You mentioned some guest vocalists. Who did you get one board?
“It's really all kinds of people. Like, for example, I have this friend from childhood, who now has kids himself. So I had two of his kids doing vocals. I have our tour manager on there as well.

“There’s also a lot of instruments we’ve never used before. There is this instrument on there called a viola da gamba, it's a bit like a cello. The person playing it, she's also doing a Japanese speech at the beginning of a song. Things like that help to make the sound spectrum really varied. On our last couple of records, it was just a guitar, bass, vocals and drums. I missed working like this, where the sounds are very diverse.”

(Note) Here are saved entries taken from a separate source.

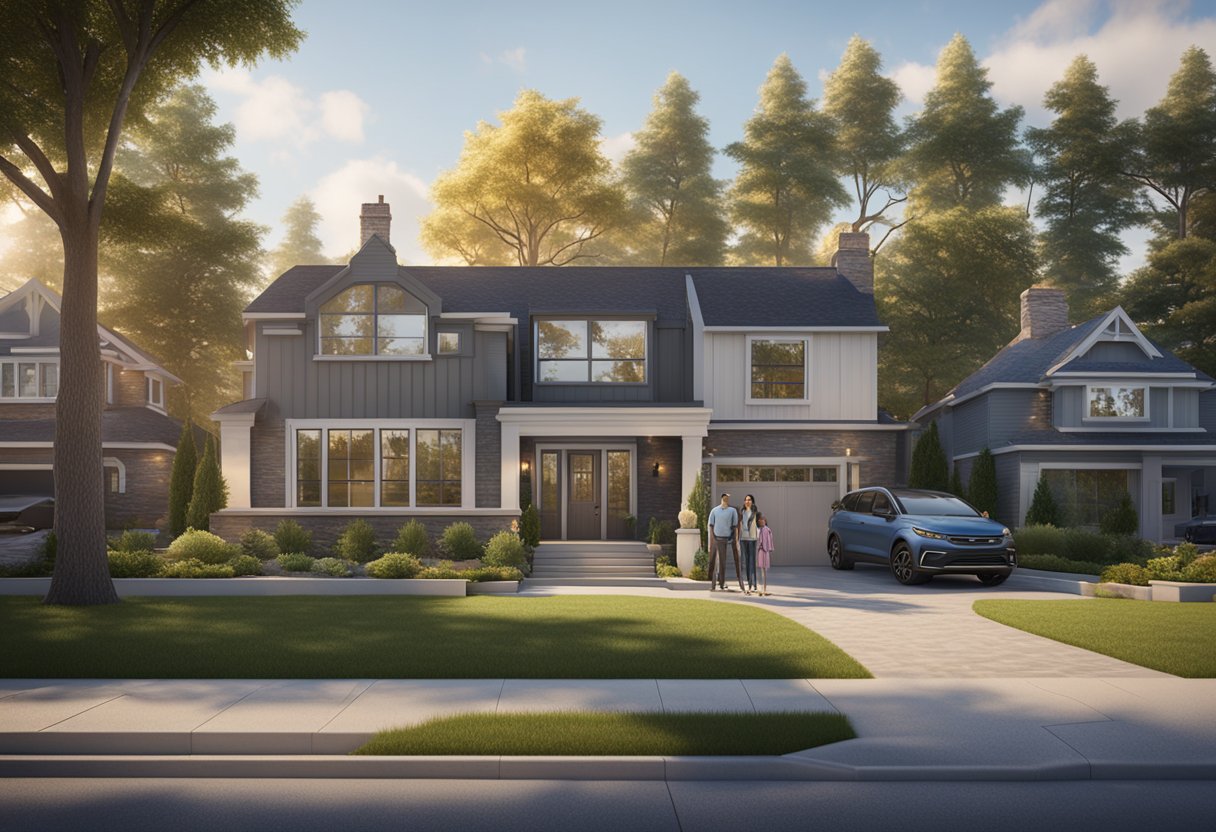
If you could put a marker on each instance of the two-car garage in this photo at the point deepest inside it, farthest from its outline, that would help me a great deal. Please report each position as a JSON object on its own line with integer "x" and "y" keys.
{"x": 795, "y": 499}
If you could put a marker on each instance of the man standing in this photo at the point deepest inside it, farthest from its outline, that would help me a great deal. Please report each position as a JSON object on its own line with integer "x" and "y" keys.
{"x": 724, "y": 522}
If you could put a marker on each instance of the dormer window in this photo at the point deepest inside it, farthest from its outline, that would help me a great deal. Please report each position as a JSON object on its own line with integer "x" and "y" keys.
{"x": 373, "y": 319}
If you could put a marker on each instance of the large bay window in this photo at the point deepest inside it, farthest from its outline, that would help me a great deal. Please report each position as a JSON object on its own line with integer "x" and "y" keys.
{"x": 591, "y": 352}
{"x": 378, "y": 466}
{"x": 373, "y": 319}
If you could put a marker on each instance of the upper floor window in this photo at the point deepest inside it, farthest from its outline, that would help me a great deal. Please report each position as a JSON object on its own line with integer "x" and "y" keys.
{"x": 373, "y": 319}
{"x": 777, "y": 369}
{"x": 591, "y": 352}
{"x": 29, "y": 380}
{"x": 1124, "y": 402}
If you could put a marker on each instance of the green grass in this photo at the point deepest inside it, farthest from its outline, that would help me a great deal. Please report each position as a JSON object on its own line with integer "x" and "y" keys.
{"x": 613, "y": 734}
{"x": 412, "y": 637}
{"x": 1174, "y": 637}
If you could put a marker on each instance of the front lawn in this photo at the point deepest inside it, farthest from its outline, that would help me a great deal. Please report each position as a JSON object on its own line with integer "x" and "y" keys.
{"x": 613, "y": 735}
{"x": 1174, "y": 637}
{"x": 412, "y": 637}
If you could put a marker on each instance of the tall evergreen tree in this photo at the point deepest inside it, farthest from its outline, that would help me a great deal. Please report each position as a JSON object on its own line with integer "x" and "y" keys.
{"x": 787, "y": 186}
{"x": 1086, "y": 200}
{"x": 1175, "y": 157}
{"x": 181, "y": 479}
{"x": 963, "y": 149}
{"x": 179, "y": 262}
{"x": 299, "y": 246}
{"x": 669, "y": 180}
{"x": 861, "y": 102}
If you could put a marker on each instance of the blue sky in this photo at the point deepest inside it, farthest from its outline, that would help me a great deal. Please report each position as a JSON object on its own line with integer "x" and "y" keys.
{"x": 380, "y": 95}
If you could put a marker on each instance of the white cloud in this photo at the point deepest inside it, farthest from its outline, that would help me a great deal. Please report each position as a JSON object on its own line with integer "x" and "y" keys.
{"x": 341, "y": 192}
{"x": 276, "y": 110}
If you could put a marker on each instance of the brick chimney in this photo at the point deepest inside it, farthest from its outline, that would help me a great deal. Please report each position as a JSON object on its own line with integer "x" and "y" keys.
{"x": 375, "y": 218}
{"x": 854, "y": 262}
{"x": 1043, "y": 312}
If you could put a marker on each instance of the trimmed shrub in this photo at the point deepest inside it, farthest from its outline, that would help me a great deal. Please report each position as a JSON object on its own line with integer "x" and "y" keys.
{"x": 981, "y": 490}
{"x": 529, "y": 527}
{"x": 196, "y": 568}
{"x": 394, "y": 565}
{"x": 259, "y": 544}
{"x": 246, "y": 565}
{"x": 1125, "y": 573}
{"x": 294, "y": 562}
{"x": 1122, "y": 518}
{"x": 335, "y": 567}
{"x": 460, "y": 543}
{"x": 131, "y": 563}
{"x": 210, "y": 492}
{"x": 133, "y": 541}
{"x": 412, "y": 539}
{"x": 505, "y": 549}
{"x": 929, "y": 468}
{"x": 356, "y": 541}
{"x": 203, "y": 546}
{"x": 1043, "y": 510}
{"x": 181, "y": 481}
{"x": 292, "y": 537}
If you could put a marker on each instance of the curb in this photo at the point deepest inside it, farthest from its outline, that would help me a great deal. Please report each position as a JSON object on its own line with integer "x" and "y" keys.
{"x": 670, "y": 769}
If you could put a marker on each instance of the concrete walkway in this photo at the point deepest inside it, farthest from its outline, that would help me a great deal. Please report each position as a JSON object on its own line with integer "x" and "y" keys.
{"x": 911, "y": 631}
{"x": 924, "y": 729}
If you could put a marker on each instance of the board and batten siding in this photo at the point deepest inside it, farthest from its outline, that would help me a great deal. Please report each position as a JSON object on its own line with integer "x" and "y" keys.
{"x": 843, "y": 377}
{"x": 443, "y": 387}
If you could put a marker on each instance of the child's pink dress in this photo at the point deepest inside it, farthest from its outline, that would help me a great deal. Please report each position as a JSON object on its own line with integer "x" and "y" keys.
{"x": 764, "y": 546}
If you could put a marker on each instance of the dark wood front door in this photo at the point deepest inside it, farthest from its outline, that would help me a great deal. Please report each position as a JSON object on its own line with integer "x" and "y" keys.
{"x": 583, "y": 509}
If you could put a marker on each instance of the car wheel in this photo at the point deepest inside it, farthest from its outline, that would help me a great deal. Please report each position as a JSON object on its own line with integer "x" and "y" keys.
{"x": 904, "y": 567}
{"x": 992, "y": 579}
{"x": 836, "y": 555}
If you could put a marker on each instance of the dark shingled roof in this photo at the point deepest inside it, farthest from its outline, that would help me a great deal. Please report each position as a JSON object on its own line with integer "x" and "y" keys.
{"x": 118, "y": 425}
{"x": 728, "y": 297}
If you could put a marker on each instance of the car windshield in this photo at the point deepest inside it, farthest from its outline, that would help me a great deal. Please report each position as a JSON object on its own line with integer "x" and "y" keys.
{"x": 938, "y": 505}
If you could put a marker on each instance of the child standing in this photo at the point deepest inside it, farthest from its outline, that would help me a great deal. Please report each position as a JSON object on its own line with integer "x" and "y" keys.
{"x": 764, "y": 547}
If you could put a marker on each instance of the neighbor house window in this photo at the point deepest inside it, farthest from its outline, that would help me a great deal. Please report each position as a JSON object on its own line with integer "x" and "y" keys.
{"x": 29, "y": 380}
{"x": 1116, "y": 403}
{"x": 591, "y": 352}
{"x": 778, "y": 369}
{"x": 373, "y": 319}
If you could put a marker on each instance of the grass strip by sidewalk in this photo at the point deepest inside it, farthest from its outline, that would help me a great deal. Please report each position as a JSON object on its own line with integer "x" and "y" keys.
{"x": 581, "y": 734}
{"x": 589, "y": 636}
{"x": 1172, "y": 637}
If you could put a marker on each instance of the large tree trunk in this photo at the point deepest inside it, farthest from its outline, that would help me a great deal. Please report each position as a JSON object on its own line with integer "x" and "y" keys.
{"x": 82, "y": 569}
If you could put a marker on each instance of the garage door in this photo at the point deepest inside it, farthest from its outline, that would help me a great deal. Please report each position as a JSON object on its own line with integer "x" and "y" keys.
{"x": 797, "y": 500}
{"x": 26, "y": 482}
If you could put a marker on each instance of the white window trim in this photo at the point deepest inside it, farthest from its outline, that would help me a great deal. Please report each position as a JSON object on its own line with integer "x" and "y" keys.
{"x": 590, "y": 359}
{"x": 468, "y": 460}
{"x": 806, "y": 370}
{"x": 1115, "y": 420}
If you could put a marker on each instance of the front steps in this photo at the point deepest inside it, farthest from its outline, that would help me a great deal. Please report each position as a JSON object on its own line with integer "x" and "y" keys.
{"x": 597, "y": 562}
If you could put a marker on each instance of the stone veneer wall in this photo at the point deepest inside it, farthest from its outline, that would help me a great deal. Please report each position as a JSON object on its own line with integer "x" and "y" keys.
{"x": 874, "y": 450}
{"x": 326, "y": 528}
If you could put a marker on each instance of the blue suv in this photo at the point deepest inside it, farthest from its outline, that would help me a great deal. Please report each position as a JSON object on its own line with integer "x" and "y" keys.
{"x": 918, "y": 534}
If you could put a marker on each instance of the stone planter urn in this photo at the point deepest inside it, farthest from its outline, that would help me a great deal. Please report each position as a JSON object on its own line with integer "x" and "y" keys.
{"x": 687, "y": 543}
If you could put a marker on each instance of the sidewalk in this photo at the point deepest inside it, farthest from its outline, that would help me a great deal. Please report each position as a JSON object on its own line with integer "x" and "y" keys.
{"x": 908, "y": 729}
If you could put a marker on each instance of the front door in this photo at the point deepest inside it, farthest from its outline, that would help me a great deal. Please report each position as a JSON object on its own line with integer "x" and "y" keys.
{"x": 583, "y": 510}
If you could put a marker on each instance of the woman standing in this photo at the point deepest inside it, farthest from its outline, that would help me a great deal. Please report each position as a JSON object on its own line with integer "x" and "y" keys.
{"x": 748, "y": 535}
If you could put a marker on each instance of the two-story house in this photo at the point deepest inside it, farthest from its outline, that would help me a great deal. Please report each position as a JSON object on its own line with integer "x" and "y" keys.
{"x": 139, "y": 438}
{"x": 393, "y": 392}
{"x": 1097, "y": 409}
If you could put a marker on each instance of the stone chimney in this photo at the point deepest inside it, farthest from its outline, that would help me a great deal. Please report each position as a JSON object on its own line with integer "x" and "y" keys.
{"x": 854, "y": 262}
{"x": 375, "y": 218}
{"x": 1043, "y": 312}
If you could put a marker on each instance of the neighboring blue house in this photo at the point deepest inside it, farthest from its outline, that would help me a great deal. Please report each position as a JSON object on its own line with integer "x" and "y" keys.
{"x": 1096, "y": 408}
{"x": 421, "y": 392}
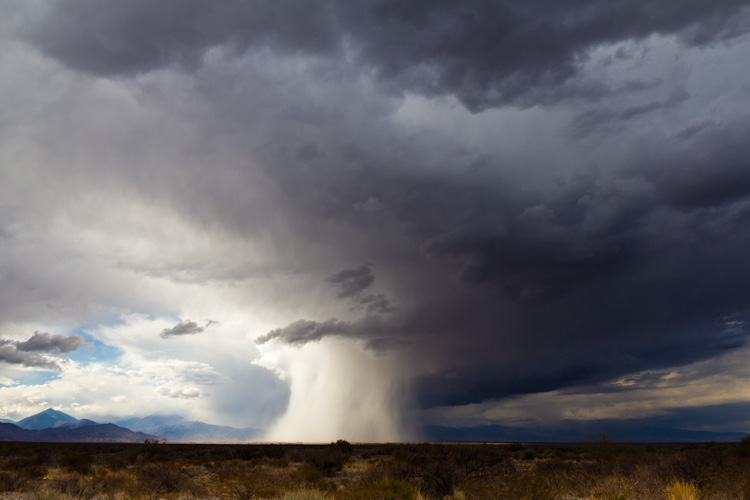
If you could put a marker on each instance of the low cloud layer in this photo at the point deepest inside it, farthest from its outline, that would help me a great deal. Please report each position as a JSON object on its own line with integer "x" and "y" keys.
{"x": 523, "y": 199}
{"x": 35, "y": 351}
{"x": 184, "y": 328}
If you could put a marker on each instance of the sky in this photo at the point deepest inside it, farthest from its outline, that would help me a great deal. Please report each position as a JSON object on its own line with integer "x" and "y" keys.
{"x": 351, "y": 219}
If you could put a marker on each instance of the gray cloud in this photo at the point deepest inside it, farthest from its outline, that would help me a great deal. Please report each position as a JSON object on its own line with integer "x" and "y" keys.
{"x": 184, "y": 328}
{"x": 351, "y": 282}
{"x": 528, "y": 249}
{"x": 486, "y": 53}
{"x": 53, "y": 344}
{"x": 30, "y": 352}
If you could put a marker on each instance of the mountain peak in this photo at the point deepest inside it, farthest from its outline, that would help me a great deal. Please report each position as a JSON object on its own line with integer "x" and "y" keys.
{"x": 46, "y": 419}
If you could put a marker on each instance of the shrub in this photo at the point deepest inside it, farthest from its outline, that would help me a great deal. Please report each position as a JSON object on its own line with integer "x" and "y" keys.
{"x": 80, "y": 462}
{"x": 75, "y": 486}
{"x": 304, "y": 494}
{"x": 11, "y": 481}
{"x": 680, "y": 490}
{"x": 387, "y": 489}
{"x": 162, "y": 478}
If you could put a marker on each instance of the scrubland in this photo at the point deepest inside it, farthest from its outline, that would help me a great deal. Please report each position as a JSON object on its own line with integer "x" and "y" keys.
{"x": 599, "y": 469}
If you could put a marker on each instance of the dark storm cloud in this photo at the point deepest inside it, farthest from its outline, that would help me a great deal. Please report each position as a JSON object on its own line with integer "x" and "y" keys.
{"x": 608, "y": 272}
{"x": 484, "y": 52}
{"x": 30, "y": 352}
{"x": 351, "y": 282}
{"x": 302, "y": 331}
{"x": 184, "y": 328}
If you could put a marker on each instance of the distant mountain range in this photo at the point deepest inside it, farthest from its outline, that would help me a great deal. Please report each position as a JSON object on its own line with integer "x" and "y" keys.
{"x": 499, "y": 433}
{"x": 176, "y": 428}
{"x": 58, "y": 427}
{"x": 55, "y": 426}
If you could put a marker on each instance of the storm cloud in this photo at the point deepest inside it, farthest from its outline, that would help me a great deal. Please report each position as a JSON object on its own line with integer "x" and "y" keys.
{"x": 484, "y": 52}
{"x": 184, "y": 328}
{"x": 31, "y": 352}
{"x": 492, "y": 199}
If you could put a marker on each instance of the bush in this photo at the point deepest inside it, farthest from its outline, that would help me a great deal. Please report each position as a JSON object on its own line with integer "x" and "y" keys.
{"x": 680, "y": 490}
{"x": 80, "y": 462}
{"x": 75, "y": 486}
{"x": 162, "y": 478}
{"x": 304, "y": 494}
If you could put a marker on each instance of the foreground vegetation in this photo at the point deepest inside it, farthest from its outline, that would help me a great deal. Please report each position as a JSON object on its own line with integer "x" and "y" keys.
{"x": 597, "y": 470}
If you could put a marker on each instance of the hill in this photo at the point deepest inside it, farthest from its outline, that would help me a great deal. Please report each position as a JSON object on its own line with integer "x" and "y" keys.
{"x": 92, "y": 433}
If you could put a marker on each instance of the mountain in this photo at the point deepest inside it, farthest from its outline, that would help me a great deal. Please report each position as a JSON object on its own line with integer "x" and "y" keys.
{"x": 46, "y": 419}
{"x": 92, "y": 433}
{"x": 176, "y": 428}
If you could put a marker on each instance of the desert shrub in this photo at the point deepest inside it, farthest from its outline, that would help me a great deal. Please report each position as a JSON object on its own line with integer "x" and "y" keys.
{"x": 438, "y": 469}
{"x": 743, "y": 448}
{"x": 115, "y": 462}
{"x": 613, "y": 488}
{"x": 49, "y": 495}
{"x": 304, "y": 494}
{"x": 75, "y": 486}
{"x": 11, "y": 481}
{"x": 329, "y": 459}
{"x": 386, "y": 489}
{"x": 162, "y": 478}
{"x": 77, "y": 461}
{"x": 680, "y": 490}
{"x": 696, "y": 466}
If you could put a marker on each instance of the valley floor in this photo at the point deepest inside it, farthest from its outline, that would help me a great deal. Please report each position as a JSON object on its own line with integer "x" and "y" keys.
{"x": 342, "y": 471}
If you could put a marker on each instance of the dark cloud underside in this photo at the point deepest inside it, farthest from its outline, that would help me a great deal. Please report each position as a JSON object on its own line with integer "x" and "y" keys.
{"x": 31, "y": 352}
{"x": 484, "y": 52}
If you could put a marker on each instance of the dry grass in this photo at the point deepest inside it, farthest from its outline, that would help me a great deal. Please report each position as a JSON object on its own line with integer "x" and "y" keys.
{"x": 606, "y": 471}
{"x": 680, "y": 490}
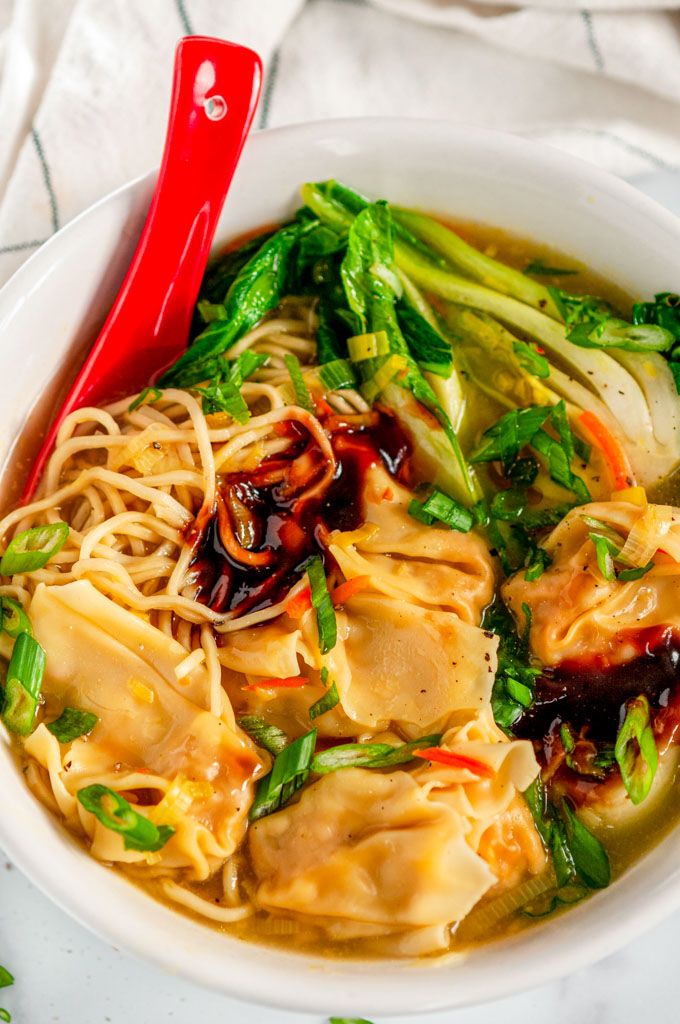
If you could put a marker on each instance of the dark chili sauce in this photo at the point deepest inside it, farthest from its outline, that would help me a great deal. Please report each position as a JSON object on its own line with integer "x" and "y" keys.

What was the actual recording like?
“I mean, we are always working on things until the very last minute, especially me. I drive everyone crazy with this. Like, when, when the mix is finished, I'm like, ‘Oh, actually, I want to add some arrangement here.’ So we have to go through another round of mixing just to add, like, one guitar track.

“This time, we tracked the album at home. We bought some equipment, and because we've been recording albums for such a long time, we know what to do for tracking. Working at home was great, because I could record some guitar feedback at one in the morning, or add some last-minute arrangements. I don’t think we’d end up going to record in studio again, because once you’ve tried doing at it home, it’s hard to go back!”

And finally, have you thought about how you’ll present this live?
“We will have this really cool light show, with some props and stuff. It’s going to be atmospheric. We are really going to try to transport people to another place. We want people to have an incredible experience during the show. It won't be just music.”